Thursday, July 15, 2010

Somewhere Back There in the Dust

I like to think that because I always admit I'm a self-absorbed Obliviot, that I'm not as bad as the next briefcase-carrying drone scurrying out of the anthill on his way to the secret reserve of sugar water. Such a fatuous hypocrite, and delusional, too.

Don't know that I've mentioned it and I'm doing so now to place the 'Blinding Glimpse of the Obvious' in its proper context, but since the New Year, I write a once-a-week column, 450 words, for my hometown (and very small) newspaper. It's my chew toy, subject to the same restrictions and protections Peter Zenger struggled to make possible and that I take for granted.

I have no illusions that any of the words I write will end up in a time capsule, unless a very famous dog has an historic bowel movement on the part of the newspaper containing the column because it was raining too hard to take Rover for 'walkies.' Yeah, possible; but not probable.

My concern in looking at it on the newspaper's website yesterday was there was a word misspelled in the headline, which I don't write, and I couldn't figure out what it was, until I came home and looked at the newsprint version and had my Eureka! moment.

Then, sitting at the kitchen table, having a tuna fish salad sandwich on Arnold Dutch Country Smooth Texture Premium Potato (Dan! No E!) bread I glanced down and encountered Marc Munroe Dion (his middle name is spelled two different ways on the same page). In my newspaper, his observations were entitled "In small town, loss of loved one isn't suffered in vacuum." In the Clay County Advocate-Press, where I found the same column, the title was "The Ties that Bind Us Together."

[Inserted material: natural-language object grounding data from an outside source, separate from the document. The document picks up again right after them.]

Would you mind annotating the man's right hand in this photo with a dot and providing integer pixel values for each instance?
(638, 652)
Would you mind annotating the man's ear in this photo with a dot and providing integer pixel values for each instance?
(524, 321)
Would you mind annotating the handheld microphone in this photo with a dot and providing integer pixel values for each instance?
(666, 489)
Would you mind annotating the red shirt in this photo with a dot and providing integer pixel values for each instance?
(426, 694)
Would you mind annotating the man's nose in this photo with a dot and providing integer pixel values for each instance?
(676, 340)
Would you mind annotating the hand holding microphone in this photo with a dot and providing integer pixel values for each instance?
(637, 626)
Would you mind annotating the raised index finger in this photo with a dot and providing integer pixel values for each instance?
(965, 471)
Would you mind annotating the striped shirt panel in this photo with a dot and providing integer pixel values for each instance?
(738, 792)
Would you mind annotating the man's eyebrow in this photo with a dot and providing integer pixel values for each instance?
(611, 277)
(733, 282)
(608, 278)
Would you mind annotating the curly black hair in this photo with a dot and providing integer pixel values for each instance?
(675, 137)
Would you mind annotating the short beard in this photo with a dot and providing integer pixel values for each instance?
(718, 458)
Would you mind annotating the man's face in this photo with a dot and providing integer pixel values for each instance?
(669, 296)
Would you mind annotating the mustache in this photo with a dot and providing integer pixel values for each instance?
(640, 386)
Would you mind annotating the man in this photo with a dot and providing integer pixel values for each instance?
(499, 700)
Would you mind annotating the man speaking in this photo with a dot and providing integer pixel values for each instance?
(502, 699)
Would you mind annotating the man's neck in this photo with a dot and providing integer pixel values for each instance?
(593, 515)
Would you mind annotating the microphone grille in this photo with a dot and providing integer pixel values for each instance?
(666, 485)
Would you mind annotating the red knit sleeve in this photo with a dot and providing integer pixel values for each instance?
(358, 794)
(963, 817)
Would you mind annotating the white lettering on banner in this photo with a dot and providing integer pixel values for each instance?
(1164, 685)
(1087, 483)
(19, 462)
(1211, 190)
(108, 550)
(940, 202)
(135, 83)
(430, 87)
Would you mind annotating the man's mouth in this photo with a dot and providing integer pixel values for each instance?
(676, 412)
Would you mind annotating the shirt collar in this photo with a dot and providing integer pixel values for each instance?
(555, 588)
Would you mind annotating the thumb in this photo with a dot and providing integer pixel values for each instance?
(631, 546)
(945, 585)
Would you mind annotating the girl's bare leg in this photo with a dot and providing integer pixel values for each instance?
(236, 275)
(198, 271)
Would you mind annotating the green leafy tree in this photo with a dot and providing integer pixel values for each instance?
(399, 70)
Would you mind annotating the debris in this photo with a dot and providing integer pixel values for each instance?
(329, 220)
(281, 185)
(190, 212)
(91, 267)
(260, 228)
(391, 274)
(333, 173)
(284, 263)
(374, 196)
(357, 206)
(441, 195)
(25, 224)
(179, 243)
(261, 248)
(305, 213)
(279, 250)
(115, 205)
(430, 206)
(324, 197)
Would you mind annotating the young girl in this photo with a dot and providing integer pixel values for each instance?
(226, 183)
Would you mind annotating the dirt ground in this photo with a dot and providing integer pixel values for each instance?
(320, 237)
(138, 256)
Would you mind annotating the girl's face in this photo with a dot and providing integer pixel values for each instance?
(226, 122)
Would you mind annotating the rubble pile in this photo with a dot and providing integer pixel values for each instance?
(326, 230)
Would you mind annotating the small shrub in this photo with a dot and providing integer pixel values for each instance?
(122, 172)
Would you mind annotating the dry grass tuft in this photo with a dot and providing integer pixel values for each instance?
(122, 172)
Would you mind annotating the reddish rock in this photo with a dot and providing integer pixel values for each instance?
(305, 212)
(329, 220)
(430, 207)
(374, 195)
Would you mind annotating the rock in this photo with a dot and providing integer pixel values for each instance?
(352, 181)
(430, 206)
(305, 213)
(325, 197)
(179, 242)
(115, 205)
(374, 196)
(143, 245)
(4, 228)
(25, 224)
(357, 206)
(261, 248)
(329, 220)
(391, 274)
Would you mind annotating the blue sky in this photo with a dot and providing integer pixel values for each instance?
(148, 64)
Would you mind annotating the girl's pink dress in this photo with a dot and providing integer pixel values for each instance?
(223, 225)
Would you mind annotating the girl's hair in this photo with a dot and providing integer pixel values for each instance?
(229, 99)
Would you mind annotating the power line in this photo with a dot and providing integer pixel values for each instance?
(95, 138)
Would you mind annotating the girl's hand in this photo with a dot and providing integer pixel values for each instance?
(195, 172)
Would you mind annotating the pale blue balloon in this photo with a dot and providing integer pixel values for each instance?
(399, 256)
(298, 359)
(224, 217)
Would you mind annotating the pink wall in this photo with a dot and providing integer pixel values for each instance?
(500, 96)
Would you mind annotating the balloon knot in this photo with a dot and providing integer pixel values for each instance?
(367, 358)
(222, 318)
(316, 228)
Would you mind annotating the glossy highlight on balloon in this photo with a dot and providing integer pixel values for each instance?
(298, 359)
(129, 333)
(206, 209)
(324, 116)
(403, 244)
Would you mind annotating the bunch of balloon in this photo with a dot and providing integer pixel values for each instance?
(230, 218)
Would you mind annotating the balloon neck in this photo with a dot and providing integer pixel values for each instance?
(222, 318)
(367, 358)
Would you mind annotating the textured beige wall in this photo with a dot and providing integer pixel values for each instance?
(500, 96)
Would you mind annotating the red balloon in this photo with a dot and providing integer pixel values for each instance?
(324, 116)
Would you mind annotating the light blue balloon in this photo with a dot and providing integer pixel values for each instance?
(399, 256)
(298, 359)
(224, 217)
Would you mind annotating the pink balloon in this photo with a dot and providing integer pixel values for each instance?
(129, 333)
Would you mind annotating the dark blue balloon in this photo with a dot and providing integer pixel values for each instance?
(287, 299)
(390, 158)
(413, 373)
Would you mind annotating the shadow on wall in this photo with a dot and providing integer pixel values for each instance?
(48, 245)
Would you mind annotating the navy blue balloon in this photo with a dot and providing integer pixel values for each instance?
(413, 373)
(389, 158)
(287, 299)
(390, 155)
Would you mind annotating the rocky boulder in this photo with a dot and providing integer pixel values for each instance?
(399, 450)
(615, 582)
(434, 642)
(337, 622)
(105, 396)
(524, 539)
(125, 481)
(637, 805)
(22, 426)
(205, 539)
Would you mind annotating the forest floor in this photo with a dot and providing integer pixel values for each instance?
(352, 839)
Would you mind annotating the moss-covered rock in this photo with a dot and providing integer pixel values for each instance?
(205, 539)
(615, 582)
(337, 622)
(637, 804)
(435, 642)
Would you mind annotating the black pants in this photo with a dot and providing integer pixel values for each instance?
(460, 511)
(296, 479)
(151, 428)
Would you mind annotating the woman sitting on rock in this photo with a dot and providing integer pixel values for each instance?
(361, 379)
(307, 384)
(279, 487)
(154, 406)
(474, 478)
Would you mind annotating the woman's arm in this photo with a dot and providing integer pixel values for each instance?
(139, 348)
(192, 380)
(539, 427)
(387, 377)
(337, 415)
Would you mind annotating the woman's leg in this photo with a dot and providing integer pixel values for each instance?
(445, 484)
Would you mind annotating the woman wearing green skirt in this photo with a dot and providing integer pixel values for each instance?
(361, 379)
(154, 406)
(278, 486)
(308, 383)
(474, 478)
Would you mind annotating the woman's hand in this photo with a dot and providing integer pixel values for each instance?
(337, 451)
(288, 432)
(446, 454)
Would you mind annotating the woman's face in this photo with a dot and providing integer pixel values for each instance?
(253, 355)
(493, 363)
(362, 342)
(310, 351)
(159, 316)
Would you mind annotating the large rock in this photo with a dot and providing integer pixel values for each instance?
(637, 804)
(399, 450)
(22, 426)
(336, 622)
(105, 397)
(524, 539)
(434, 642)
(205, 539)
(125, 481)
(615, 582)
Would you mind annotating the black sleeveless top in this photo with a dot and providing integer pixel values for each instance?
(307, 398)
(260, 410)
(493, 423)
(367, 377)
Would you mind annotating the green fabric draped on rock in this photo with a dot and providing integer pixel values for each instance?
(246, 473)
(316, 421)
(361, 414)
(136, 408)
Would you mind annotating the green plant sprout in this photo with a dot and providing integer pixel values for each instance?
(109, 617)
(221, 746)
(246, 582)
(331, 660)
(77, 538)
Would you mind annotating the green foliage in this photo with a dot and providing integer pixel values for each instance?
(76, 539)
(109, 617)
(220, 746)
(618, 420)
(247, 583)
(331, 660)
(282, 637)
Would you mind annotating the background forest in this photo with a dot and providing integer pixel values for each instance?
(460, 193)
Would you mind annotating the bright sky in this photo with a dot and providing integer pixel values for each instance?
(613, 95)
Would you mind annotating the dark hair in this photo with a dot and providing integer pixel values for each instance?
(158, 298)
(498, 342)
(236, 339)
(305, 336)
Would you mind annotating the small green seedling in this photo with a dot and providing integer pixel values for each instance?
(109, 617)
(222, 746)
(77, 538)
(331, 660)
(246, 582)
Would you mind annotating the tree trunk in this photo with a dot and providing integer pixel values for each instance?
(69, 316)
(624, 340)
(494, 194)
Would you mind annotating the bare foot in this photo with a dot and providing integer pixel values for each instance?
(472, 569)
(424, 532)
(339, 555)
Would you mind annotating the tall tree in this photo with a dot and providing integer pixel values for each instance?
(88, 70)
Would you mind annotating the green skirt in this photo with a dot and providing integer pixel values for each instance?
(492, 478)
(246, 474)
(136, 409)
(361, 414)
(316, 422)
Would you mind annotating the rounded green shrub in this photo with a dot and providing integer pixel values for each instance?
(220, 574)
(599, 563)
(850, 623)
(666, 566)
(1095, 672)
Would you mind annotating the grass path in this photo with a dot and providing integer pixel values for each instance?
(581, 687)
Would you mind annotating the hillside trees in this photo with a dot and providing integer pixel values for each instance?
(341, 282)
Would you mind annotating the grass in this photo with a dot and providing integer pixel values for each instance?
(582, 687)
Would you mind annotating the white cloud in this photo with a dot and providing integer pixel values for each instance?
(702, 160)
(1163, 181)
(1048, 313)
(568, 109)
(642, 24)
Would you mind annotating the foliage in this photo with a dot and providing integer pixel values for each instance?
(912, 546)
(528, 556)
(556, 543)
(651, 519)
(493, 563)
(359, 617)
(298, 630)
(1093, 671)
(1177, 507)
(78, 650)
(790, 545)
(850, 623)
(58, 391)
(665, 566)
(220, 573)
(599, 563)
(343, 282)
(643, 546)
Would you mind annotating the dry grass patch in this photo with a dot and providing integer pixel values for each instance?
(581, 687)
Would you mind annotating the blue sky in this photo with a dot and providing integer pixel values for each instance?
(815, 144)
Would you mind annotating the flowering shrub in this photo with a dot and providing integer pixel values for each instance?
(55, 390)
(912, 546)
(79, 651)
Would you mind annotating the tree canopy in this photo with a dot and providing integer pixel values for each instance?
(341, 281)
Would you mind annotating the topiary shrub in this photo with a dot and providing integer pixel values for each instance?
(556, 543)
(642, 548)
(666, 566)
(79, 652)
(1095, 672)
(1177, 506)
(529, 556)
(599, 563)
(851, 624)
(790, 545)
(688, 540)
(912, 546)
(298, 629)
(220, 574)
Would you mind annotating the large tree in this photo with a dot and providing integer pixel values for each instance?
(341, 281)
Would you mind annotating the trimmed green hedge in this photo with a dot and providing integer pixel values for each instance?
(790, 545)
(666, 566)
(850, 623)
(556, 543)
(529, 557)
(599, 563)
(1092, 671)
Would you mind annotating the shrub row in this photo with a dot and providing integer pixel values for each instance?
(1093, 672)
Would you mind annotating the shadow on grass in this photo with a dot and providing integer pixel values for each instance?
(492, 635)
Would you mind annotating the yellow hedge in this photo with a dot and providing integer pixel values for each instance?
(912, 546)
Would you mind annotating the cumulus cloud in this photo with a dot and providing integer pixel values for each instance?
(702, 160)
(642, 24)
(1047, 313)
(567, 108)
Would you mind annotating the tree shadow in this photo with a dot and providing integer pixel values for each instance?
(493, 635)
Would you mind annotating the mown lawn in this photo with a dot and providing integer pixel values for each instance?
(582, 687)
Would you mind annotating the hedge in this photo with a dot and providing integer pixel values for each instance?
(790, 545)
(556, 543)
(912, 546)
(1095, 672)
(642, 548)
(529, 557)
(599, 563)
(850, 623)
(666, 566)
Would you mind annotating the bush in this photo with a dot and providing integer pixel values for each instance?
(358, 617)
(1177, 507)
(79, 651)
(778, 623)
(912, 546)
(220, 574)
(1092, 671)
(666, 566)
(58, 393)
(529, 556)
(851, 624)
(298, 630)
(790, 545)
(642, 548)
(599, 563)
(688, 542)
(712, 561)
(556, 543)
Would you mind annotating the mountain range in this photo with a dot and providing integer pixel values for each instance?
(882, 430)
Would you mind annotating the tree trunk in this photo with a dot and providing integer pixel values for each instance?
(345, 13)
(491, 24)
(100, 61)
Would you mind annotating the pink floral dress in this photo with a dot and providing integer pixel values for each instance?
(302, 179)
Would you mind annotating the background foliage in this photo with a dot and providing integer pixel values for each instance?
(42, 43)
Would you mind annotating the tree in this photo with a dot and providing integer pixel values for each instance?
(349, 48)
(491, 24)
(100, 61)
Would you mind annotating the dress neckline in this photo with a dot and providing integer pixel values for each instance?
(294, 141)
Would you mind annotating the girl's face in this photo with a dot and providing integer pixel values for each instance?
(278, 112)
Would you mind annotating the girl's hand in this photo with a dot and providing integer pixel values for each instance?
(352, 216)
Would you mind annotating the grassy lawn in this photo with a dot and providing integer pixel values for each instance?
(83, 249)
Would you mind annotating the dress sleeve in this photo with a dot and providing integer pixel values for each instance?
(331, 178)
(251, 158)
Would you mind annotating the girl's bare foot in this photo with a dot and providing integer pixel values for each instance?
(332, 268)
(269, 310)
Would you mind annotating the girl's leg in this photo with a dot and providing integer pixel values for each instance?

In recent weeks, the big news in The War (because there is only one, doncha know?) has been all over the MSM, Main Stream Media. The folks who cannot tell Billy Crystal from Stanley McChrystal have been blewed and screwed as pointy heads from think tanks dissect the state of hostilities in Afghanistan. There has been a lot of chatter about the 'sudden escalation in violence' (what the US media call attacks on the American military. Afghans are getting killed at about the same rate and pace as they have for centuries, so don't worry, okay? Unless, of course, you're an Afghan).

Eight US troops died in the last two days, and my big concern in The Wide World of Me was a spelling error...it took Marc Munroe Dion's written words to force me to be here now. I see the casualty reports from the Department of Defense; they are delivered by email if you sign up for them. I did and they are. The ages of those killed numbs me-they are each all some one's child and they are gone forever.

I can not pray for them as I've lost my faith and so I worry for them working to get to tomorrow and adding to my list those not yet there but going, knowing I cannot protect any of them because we now live in a world where no one's child is safe from empty souls who hate because they have nothing to live for except to make other people die, too and not having any idea as to how any of this could have happened, but knowing that it did while I was on the watch, but saw and did nothing.